O seu propósito consciente é apreender e reforçar essa dinâmica que já está contrariando de múltiplas formas e em muitos lugares o dinamismo cego do capital. O seu objetivo, pois, é “refundar o conceito de comum de forma rigorosa”, conectando esse esforço às práticas correntes da esquerda anticapitalista. A sua meta é questionar incisivamente o fundamento filosófico, jurídico e econômico do capitalismo, desvelando o que ele reprimiu e esmagou historicamente por meio da instituição sempre mais extensiva da propriedade privada.

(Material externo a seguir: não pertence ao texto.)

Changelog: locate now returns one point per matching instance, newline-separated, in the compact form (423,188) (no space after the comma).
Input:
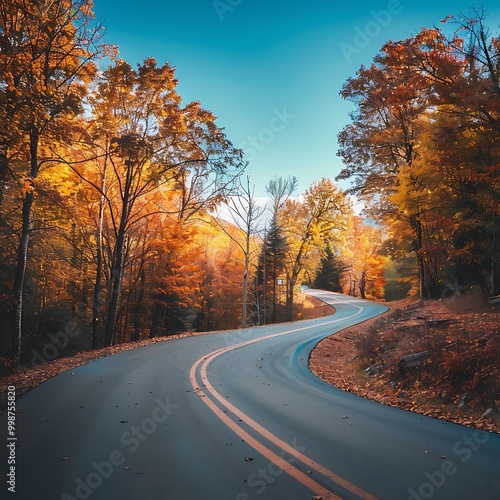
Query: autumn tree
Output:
(424,149)
(46,59)
(307,225)
(245,214)
(272,258)
(330,271)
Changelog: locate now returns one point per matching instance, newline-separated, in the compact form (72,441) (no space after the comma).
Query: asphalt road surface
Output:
(236,416)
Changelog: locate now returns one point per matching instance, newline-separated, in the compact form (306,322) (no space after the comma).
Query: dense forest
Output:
(112,190)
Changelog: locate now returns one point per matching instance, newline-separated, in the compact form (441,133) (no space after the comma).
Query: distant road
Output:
(236,416)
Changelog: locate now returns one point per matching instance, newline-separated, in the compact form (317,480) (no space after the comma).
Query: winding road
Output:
(237,415)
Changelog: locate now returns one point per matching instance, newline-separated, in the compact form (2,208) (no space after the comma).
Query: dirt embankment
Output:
(433,358)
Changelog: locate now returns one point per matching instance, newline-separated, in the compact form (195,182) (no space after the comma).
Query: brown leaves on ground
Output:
(458,381)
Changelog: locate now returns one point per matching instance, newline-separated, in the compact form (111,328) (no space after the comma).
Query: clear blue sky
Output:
(271,70)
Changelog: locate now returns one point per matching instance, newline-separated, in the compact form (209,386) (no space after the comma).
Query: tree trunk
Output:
(116,282)
(22,255)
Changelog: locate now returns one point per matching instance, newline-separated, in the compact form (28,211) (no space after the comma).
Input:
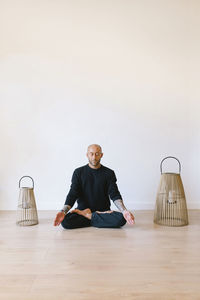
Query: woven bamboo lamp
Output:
(171,207)
(26,210)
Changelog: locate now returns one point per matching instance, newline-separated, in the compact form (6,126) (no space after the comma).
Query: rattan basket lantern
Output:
(26,210)
(171,207)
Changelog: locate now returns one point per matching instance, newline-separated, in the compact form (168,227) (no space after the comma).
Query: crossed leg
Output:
(84,218)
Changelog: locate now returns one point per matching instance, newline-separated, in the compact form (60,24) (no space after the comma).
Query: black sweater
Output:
(92,188)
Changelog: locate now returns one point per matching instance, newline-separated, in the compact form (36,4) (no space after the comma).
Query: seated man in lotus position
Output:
(93,185)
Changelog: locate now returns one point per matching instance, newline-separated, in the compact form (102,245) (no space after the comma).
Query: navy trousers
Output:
(106,220)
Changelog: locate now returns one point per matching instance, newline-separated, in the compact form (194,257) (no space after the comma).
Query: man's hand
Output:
(59,218)
(129,217)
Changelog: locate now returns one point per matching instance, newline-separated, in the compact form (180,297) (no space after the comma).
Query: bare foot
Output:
(85,212)
(105,212)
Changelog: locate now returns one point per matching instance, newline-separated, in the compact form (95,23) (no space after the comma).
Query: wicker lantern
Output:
(171,207)
(26,210)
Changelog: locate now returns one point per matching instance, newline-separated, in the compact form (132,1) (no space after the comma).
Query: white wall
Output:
(124,74)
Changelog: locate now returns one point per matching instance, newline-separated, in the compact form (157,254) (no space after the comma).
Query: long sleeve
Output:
(75,190)
(113,188)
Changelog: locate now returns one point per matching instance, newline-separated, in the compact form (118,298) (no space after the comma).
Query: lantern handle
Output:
(26,176)
(167,158)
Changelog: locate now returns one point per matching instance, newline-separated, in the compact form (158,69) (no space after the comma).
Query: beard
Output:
(94,162)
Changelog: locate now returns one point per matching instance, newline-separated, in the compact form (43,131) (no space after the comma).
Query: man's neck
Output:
(94,167)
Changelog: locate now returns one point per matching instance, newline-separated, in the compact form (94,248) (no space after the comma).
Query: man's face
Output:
(94,155)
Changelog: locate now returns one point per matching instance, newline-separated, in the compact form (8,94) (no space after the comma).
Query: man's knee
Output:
(120,221)
(67,225)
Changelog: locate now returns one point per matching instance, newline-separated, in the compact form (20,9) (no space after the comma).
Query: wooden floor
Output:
(146,261)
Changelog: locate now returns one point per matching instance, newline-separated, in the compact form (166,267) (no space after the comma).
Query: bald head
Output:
(94,155)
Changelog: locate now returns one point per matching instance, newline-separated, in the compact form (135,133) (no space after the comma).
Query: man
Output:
(92,185)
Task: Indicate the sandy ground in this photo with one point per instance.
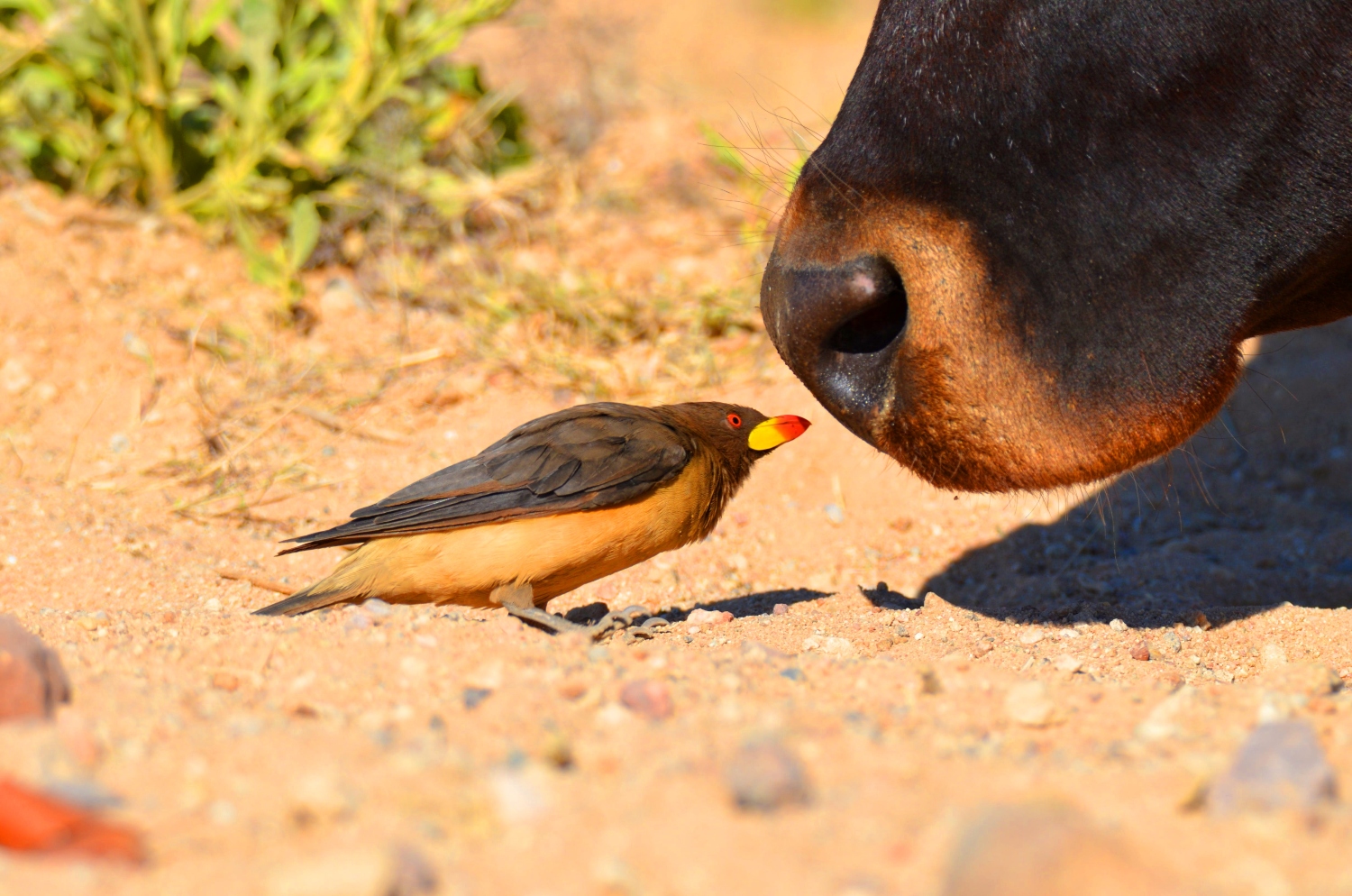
(254, 753)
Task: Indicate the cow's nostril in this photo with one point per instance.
(878, 325)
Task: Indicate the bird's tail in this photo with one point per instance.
(343, 585)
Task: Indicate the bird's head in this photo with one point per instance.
(743, 435)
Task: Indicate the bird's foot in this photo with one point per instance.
(630, 623)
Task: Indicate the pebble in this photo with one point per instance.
(354, 872)
(700, 617)
(473, 696)
(1281, 765)
(319, 798)
(1046, 850)
(765, 776)
(649, 699)
(32, 680)
(1273, 655)
(1065, 663)
(832, 646)
(1028, 704)
(1163, 720)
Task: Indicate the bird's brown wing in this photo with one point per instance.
(586, 457)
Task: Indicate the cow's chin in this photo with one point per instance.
(987, 437)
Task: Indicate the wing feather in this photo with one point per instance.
(586, 457)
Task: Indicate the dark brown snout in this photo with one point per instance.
(838, 329)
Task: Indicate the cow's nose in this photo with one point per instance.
(838, 329)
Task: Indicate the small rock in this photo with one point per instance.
(572, 690)
(37, 822)
(1306, 679)
(32, 677)
(764, 776)
(1281, 765)
(838, 647)
(319, 798)
(559, 750)
(1163, 719)
(354, 872)
(649, 699)
(519, 793)
(1065, 663)
(1028, 704)
(1273, 655)
(1046, 850)
(14, 378)
(473, 696)
(376, 607)
(757, 652)
(357, 620)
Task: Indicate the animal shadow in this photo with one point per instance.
(1254, 511)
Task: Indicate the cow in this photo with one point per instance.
(1037, 233)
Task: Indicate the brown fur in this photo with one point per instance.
(981, 414)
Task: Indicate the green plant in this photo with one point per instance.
(764, 175)
(251, 111)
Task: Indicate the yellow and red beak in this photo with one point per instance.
(775, 432)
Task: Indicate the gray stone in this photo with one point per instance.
(32, 677)
(764, 776)
(1281, 765)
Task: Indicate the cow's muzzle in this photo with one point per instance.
(838, 329)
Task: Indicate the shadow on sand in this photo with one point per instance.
(1252, 512)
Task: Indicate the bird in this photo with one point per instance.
(559, 501)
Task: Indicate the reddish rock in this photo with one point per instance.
(648, 698)
(34, 822)
(765, 776)
(32, 679)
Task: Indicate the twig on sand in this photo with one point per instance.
(257, 581)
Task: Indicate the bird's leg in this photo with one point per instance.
(519, 600)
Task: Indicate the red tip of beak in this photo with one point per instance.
(775, 432)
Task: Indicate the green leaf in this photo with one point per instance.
(303, 233)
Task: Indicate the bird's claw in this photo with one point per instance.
(617, 622)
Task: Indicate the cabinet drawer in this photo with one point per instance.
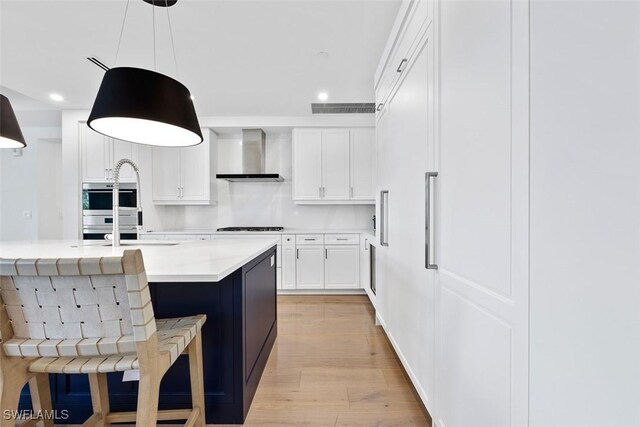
(309, 239)
(342, 239)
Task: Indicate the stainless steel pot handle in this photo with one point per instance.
(428, 244)
(384, 194)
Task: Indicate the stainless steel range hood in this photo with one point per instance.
(253, 155)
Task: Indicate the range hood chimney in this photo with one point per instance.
(253, 155)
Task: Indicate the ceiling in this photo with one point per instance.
(237, 57)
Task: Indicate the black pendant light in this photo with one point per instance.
(10, 133)
(144, 106)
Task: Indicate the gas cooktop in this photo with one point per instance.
(251, 229)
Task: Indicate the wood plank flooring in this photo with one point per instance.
(331, 366)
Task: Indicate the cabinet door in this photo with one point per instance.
(95, 155)
(195, 173)
(361, 158)
(481, 197)
(307, 164)
(406, 286)
(124, 150)
(310, 267)
(166, 174)
(288, 267)
(342, 266)
(335, 164)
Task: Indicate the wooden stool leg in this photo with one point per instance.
(12, 379)
(41, 398)
(197, 377)
(100, 397)
(148, 395)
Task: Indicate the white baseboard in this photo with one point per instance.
(321, 292)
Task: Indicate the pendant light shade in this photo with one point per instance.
(10, 133)
(145, 107)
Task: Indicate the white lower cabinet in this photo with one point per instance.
(288, 263)
(310, 266)
(342, 266)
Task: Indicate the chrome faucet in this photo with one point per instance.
(115, 238)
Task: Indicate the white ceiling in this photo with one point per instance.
(237, 57)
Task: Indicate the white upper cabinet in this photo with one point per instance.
(333, 166)
(362, 149)
(307, 164)
(99, 155)
(186, 176)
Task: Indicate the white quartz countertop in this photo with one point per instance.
(285, 231)
(165, 261)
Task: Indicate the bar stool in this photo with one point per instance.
(91, 316)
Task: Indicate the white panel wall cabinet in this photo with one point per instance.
(99, 155)
(288, 262)
(310, 266)
(186, 176)
(307, 164)
(361, 156)
(341, 267)
(485, 285)
(406, 288)
(585, 145)
(333, 166)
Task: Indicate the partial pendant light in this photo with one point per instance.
(10, 133)
(144, 106)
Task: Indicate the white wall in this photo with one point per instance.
(585, 214)
(250, 203)
(20, 184)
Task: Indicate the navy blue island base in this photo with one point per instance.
(237, 339)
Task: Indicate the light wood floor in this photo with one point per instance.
(331, 366)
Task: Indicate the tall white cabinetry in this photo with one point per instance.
(518, 222)
(461, 330)
(186, 176)
(333, 165)
(99, 154)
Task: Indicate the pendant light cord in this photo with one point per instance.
(124, 20)
(173, 45)
(153, 14)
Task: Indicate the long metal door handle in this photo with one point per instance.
(402, 65)
(428, 244)
(383, 218)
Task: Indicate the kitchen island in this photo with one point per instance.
(233, 282)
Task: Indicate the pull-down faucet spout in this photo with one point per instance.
(116, 199)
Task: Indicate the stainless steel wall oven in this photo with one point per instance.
(97, 210)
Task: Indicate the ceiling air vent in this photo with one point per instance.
(97, 62)
(343, 108)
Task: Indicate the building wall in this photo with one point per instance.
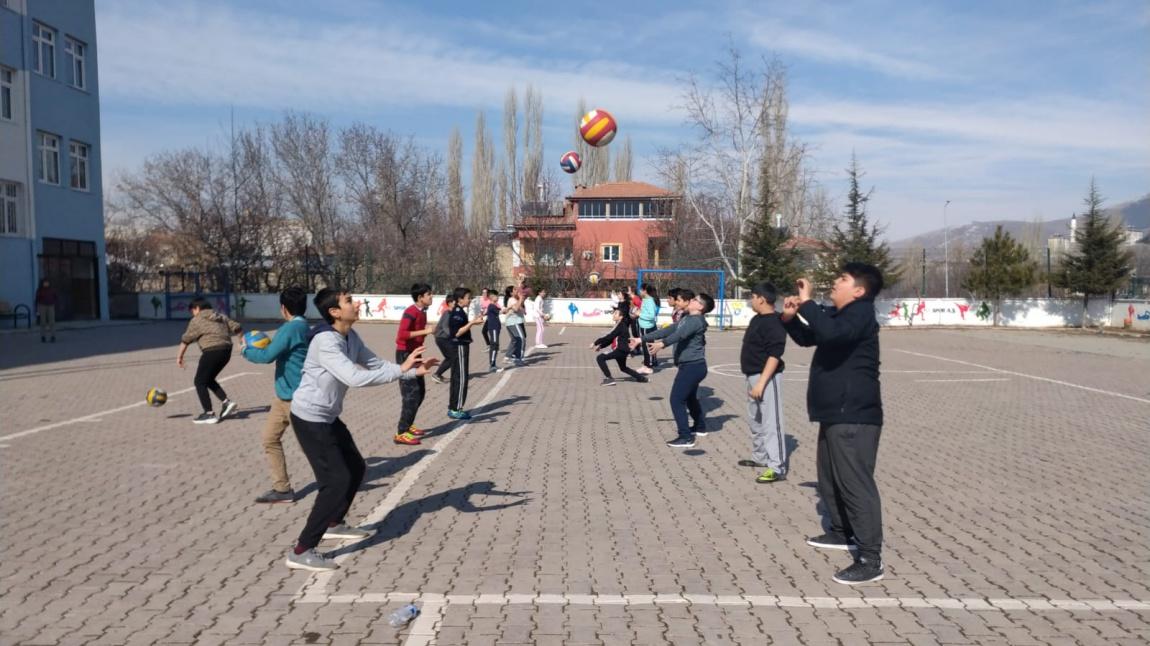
(54, 106)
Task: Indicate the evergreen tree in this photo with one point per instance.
(765, 254)
(856, 239)
(1001, 267)
(1098, 263)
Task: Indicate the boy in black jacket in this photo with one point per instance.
(844, 397)
(621, 337)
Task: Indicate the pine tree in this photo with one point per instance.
(1001, 267)
(765, 254)
(857, 240)
(1098, 264)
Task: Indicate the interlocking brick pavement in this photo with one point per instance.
(1017, 509)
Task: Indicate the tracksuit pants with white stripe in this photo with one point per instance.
(459, 375)
(768, 441)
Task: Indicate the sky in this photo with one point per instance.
(1006, 109)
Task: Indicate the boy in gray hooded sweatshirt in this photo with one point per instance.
(336, 360)
(689, 336)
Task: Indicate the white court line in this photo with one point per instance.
(743, 600)
(94, 416)
(1060, 383)
(956, 381)
(316, 585)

A ideia de que o homem é um animal comunitário é muito antiga. E ela contraria, como se sabe, a ideia moderna do “homo œconomicus”, privilegiada sempre pela economia política, a ciência burguesa por excelência. E esta, como se sabe, erige-se em última análise para defender e promover a acumulação de riqueza na forma abstrata. Diante do avanço sem medida do capitalismo por meio agora do neoliberalismo, a luta pelos comuns ressurge como um grito contra a destruição dos fundamentos últimos da vida humana. Para enfrentar o princípio de competição desenfreada, essa luta reaparece como busca por formas de vida em comum, radicalmente democráticas. Eis que a verdadeira riqueza é a riqueza concreta apenas suficiente para criar a vida boa.

Nessa perspectiva, por “comuns”, Laval e Dardot designam tudo aquilo que está posto como condição objetiva da atividade coletiva das pessoas; por “comuna”, em complemento, indicam o modo de organização caracterizado pelo autogoverno das próprias pessoas que se valem dos “comuns”. Eles empregam o termo “princípio do comum” para assinalar o princípio político que institui os “comuns” enquanto formas sociais que permitem uma vida plenamente civilizada.

O livro Comum tem três partes. Na primeira, “A emergência do comum”, Laval e Dardot fazem uma investigação histórica para indicar as condições da emergência da luta pelos comuns na contemporaneidade, à medida mesmo em que eles passaram a ser deliberadamente soterrados pelo neoliberalismo. Ao mesmo tempo, buscam nessa primeira parte submeter à crítica as concepções que surgiram no bojo dessa luta para defender os comuns, assim como para delinear os contornos de sociedades pós-capitalistas. Na segunda parte, Direito e instituição do comum, eles trabalham no campo da ciência jurídica com o fim de encontrar as bases normativas ou institucionais dos comuns em geral. Finalmente, na terceira parte, eles dedica-sem às Propostas políticas. Aí, “sem pretender redigir um programa”, eles fazem proposições concretas para instituir comuns, para emancipar o trabalho, para organizar a democracia participativa, para construir uma federação de comuns, etc.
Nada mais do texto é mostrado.